Automakers see potential in Russia

— Sleek and glistening, General Motors sedans creep off the assembly line here. They are as new as cars can get. And so is the assembly line, where the first test cars emerged this month.

Even as GM is scaling back elsewhere in Europe, the company is ramping up production in Russia, a country that is becoming a bright spot for GM and much of the rest of the automotive industry.

Trickle-down oil wealth and the spread of easily accessible auto financing are lifting sales, which rose by 40 percent in the first half of this year compared with the same period a year ago. GM, Ford, Volkswagen, Nissan and Renault are all opening new plants, or intend to do so soon.

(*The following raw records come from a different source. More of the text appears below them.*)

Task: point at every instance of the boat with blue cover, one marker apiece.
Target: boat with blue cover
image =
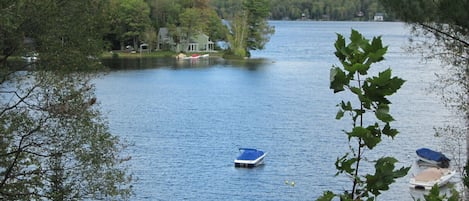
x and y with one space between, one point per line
433 157
431 168
250 158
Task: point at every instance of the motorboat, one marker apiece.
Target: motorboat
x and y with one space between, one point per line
250 158
433 157
427 178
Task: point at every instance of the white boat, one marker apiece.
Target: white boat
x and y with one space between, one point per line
250 158
428 177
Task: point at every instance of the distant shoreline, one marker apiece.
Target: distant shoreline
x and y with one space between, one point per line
155 54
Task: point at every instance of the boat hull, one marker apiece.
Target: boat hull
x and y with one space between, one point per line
250 163
424 181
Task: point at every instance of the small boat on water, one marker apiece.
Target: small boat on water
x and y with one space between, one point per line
433 157
427 178
193 56
431 168
250 158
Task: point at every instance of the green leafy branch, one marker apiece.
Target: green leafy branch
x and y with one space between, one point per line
356 58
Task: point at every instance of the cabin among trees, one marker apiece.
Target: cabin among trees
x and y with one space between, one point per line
178 41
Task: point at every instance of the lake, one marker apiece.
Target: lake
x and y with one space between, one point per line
188 119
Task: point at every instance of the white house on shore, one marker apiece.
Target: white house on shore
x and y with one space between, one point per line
198 42
379 17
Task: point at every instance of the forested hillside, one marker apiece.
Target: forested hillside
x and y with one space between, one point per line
132 22
310 9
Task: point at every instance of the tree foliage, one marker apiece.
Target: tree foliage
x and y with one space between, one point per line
54 144
129 20
310 9
249 28
371 92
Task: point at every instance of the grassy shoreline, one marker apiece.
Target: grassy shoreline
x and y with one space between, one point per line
156 54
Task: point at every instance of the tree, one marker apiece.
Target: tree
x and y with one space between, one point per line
251 23
259 30
129 20
442 30
54 144
371 93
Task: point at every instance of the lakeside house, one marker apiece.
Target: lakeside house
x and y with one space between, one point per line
197 42
379 17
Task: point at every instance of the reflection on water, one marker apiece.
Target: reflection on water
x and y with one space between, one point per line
187 118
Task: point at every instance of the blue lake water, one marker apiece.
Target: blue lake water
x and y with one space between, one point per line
188 119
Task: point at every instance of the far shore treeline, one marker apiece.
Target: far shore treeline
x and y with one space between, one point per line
134 22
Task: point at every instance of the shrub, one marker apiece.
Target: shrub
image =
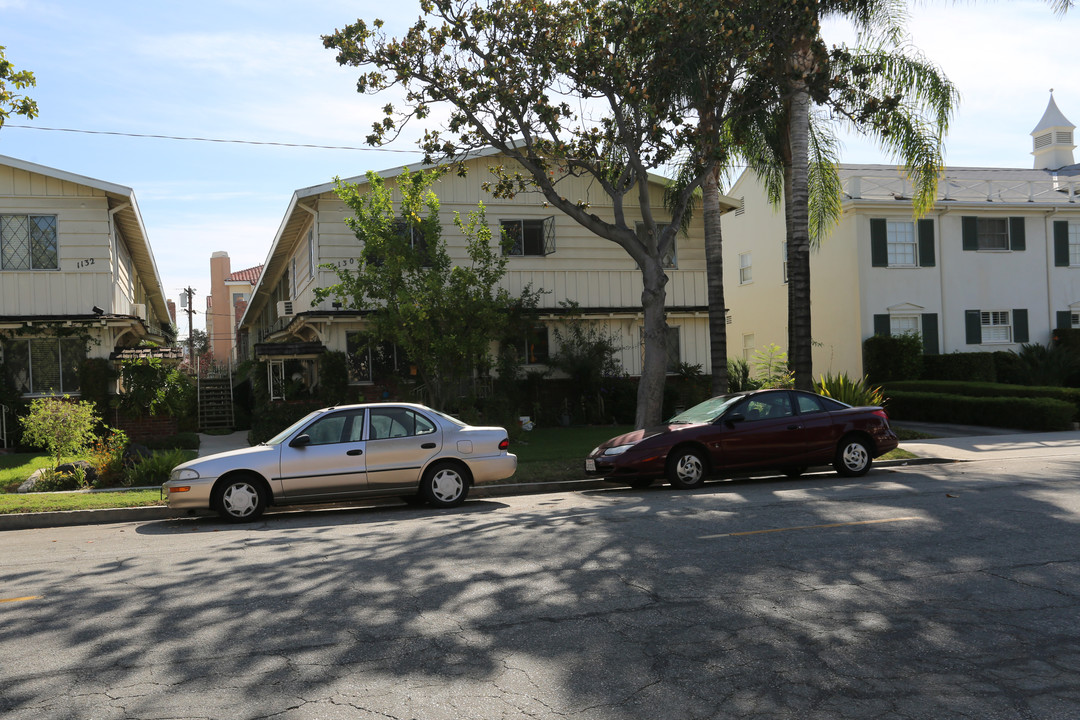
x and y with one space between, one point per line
1042 413
107 457
770 365
61 425
976 367
893 357
841 388
154 469
739 376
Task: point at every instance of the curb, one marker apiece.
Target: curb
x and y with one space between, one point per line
75 517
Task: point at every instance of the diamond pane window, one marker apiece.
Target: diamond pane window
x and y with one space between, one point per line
28 242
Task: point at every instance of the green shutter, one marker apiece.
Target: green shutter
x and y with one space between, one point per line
881 325
1061 243
926 243
1016 239
1020 326
973 325
969 225
879 244
930 334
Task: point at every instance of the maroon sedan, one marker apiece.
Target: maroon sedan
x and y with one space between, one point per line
784 430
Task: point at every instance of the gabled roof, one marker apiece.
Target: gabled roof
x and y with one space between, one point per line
250 275
129 218
297 215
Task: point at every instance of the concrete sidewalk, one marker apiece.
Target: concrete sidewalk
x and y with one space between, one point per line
967 444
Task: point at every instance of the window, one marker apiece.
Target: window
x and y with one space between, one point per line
311 253
28 242
903 325
43 366
769 406
993 233
745 269
996 326
902 243
670 260
536 344
399 422
535 238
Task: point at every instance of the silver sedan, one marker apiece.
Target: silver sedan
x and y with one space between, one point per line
347 452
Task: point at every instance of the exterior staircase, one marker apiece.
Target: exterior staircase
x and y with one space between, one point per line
215 404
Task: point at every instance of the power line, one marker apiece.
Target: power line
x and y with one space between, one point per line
206 139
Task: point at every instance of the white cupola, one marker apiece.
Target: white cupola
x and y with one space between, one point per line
1052 139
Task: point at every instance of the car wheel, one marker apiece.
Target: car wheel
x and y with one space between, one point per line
686 469
852 457
240 499
444 485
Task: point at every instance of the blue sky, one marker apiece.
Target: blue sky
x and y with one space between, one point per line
256 70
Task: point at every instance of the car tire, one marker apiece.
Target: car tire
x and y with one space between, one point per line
444 485
240 499
853 457
686 469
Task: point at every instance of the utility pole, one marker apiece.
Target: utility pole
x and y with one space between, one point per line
190 291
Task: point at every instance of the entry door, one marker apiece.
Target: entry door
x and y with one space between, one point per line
333 464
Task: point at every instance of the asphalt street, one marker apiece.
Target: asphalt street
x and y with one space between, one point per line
943 591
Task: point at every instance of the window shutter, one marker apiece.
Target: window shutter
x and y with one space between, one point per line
1020 326
1061 243
879 244
1016 239
930 334
969 225
927 244
973 325
549 235
881 325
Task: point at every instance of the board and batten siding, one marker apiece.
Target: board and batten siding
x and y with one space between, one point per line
84 252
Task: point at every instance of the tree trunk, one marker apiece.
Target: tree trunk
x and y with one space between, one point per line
714 276
797 195
650 389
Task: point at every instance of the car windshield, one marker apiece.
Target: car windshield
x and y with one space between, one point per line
280 437
706 411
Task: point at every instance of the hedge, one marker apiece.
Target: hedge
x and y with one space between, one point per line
988 390
1043 413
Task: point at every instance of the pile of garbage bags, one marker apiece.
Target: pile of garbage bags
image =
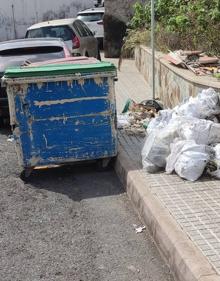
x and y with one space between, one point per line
186 139
135 117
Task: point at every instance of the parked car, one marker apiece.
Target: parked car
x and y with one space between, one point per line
18 52
93 18
78 37
99 3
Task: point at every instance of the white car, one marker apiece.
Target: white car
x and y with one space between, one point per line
93 18
75 33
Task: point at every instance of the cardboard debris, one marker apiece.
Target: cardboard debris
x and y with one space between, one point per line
196 61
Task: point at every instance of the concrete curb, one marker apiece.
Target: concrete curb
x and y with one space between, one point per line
185 260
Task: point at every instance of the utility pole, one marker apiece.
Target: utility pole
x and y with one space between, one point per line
13 18
153 46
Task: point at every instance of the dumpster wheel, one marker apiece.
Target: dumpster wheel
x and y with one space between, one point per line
25 174
104 164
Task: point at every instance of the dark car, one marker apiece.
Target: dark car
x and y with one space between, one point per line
19 52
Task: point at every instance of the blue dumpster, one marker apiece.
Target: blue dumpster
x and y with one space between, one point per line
62 113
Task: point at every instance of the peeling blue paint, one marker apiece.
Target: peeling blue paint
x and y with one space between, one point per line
62 122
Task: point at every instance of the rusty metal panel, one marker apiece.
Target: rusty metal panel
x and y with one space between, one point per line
58 121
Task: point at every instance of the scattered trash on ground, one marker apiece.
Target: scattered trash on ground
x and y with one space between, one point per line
186 139
135 117
11 138
139 229
196 61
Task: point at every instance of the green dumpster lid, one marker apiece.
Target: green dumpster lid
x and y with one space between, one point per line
58 69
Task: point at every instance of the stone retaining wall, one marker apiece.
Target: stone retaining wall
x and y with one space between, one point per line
173 84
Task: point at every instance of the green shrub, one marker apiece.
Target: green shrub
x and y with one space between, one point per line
181 24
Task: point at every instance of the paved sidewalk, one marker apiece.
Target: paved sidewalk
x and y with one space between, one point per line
195 207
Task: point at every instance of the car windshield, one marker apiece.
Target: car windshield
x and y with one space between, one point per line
89 17
34 53
63 32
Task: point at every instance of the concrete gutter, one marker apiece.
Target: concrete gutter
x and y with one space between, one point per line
186 261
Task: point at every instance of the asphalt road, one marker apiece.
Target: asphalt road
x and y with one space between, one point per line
70 223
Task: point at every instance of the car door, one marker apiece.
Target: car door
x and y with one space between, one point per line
88 42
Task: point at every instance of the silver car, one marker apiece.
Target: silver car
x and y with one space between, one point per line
77 36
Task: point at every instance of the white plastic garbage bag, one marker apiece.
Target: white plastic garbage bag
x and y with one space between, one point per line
176 148
216 161
203 106
191 161
200 130
160 121
123 120
157 145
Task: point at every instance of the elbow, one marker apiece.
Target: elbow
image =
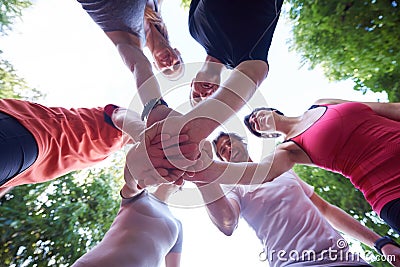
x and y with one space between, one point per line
228 229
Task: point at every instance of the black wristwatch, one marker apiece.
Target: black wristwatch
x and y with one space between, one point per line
149 106
384 240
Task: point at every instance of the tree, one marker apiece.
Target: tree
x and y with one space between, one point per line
355 40
339 191
54 223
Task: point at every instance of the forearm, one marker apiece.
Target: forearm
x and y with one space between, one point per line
219 209
348 225
146 83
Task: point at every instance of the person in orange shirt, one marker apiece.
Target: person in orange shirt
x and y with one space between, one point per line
39 143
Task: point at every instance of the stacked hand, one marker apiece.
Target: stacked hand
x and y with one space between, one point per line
167 152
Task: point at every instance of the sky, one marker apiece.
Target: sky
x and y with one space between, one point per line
58 49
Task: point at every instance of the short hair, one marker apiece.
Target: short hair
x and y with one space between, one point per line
229 135
247 119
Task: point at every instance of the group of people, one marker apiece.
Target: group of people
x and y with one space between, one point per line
359 140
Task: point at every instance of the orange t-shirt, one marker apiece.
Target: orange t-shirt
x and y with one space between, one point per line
67 139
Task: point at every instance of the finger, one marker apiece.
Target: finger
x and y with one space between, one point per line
177 173
157 139
173 140
129 180
182 150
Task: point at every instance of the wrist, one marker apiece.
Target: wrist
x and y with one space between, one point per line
383 241
152 104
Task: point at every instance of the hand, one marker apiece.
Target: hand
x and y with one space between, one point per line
392 254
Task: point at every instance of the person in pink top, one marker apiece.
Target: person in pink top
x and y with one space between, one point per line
144 232
39 143
268 209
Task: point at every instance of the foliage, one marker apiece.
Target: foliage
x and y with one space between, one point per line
185 4
339 191
12 86
54 223
9 11
350 39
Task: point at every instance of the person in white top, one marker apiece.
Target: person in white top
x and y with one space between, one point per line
289 218
144 232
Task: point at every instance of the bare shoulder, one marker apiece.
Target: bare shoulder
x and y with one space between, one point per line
330 101
295 153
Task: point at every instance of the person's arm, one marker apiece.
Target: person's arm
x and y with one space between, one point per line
388 110
173 259
224 212
269 168
345 223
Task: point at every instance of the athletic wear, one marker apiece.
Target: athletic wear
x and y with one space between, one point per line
142 234
292 230
234 31
351 139
118 15
66 140
18 148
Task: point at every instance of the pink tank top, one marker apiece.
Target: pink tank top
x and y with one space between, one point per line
353 140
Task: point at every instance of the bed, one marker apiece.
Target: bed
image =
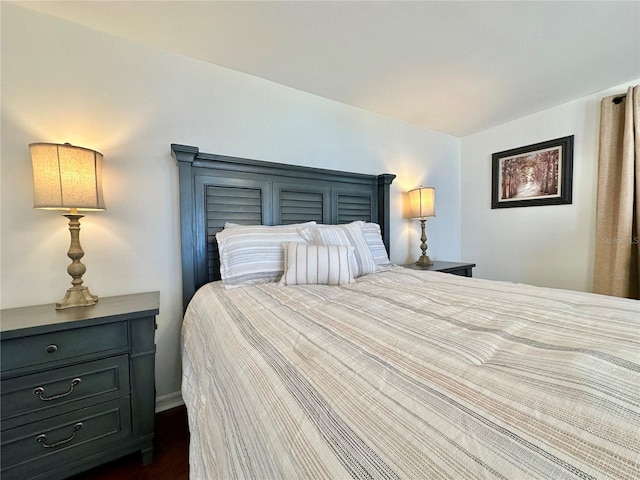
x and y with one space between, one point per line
390 373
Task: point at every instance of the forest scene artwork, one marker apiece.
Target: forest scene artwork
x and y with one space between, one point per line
538 174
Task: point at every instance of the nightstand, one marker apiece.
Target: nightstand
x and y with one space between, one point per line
78 386
456 268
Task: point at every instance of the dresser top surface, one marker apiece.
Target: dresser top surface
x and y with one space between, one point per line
15 320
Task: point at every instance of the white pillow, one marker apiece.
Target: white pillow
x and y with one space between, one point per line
349 234
252 254
372 235
317 264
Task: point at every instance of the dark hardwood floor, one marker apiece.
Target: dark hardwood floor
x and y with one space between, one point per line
171 454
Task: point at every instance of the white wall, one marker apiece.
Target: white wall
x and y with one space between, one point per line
550 246
66 83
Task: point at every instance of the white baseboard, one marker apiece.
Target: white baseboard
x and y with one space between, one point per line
171 400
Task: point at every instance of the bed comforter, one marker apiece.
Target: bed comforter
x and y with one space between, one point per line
411 374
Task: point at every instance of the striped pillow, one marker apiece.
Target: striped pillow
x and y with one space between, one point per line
317 264
252 254
349 234
372 235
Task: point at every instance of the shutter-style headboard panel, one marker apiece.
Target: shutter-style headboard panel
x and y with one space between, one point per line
215 189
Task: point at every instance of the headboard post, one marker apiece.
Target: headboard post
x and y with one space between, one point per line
185 156
384 198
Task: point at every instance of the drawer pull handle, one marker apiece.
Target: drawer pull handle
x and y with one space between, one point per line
43 438
39 391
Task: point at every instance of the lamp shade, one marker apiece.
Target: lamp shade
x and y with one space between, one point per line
66 177
422 202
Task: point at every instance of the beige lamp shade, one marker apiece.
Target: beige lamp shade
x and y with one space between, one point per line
66 177
422 203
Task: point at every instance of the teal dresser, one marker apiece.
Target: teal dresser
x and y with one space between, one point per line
77 386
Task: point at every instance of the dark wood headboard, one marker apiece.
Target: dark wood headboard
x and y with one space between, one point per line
215 189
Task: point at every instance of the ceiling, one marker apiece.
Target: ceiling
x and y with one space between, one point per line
454 67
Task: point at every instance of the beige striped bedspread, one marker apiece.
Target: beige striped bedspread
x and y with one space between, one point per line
411 375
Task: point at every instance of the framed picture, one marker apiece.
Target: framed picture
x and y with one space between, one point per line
538 174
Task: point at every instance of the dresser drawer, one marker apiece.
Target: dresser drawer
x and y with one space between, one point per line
57 391
56 346
31 449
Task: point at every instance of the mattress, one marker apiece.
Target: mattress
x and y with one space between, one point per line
411 374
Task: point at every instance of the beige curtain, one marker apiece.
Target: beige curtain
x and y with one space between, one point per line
617 263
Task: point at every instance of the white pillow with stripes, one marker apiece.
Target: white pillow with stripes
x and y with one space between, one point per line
317 264
348 234
252 254
372 235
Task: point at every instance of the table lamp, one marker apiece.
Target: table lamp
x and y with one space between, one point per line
421 207
66 177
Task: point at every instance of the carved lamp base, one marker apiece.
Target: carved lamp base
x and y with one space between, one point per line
78 295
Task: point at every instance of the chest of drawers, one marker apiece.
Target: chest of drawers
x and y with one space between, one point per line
77 386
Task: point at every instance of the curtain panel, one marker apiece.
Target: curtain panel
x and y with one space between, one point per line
617 260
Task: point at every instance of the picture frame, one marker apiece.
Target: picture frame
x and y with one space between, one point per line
534 175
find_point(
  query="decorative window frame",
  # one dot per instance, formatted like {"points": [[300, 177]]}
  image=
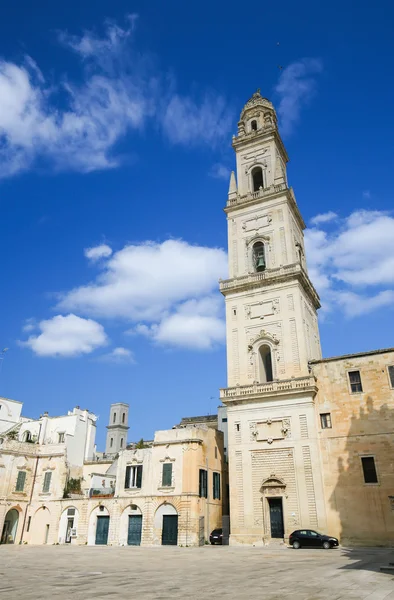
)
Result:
{"points": [[263, 338], [263, 164], [352, 370]]}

The new GM line in this picturesque town, an old center of the Russian car industry on the Volga River, will manufacture 30,000 Aveo sedans a year. Cars, held up on jacks, move along the assembly line and end up in a brilliantly illuminated inspection room, where every inch is carefully examined; the factory is trying to get defects down to GM standards. If all goes well, production will start in January.

The site is one of half a dozen facilities that GM runs in Russia, where the Detroit carmaker intends to invest $1 billion over the next five years. The money is a good bet today, analysts of the Russian market say, for the same reason that politics here recently got a jolt with street protests: The Russian middle class is rising and becoming a force in both commerce and public life.

“I would put Russia in the same breath as China,” Timothy E. Lee, the head of GM’s international division, said at a groundbreaking ceremony last summer for a plant in St. Petersburg, which will make midprice sedans. The Chinese car market has expanded at a frenetic pace over the past decade, sales reports show.

Overall, Russian car sales are now approaching 3 million cars annually, according to the Association of European Businesses, a group that tracks sales here as part of its efforts to promote trade between Russia and the European Union.

Russia is projected to surpass Germany and become the largest car market in Europe in 2014. In August, Russians bought more cars than Germans did, before sales tapered off in the fall.

“It makes sense to invest where you have a good growth,” Vladimir Bespalov, an automotive analyst with VTB bank, said in a telephone interview. “This is the trend, and the growth is in the emerging markets.”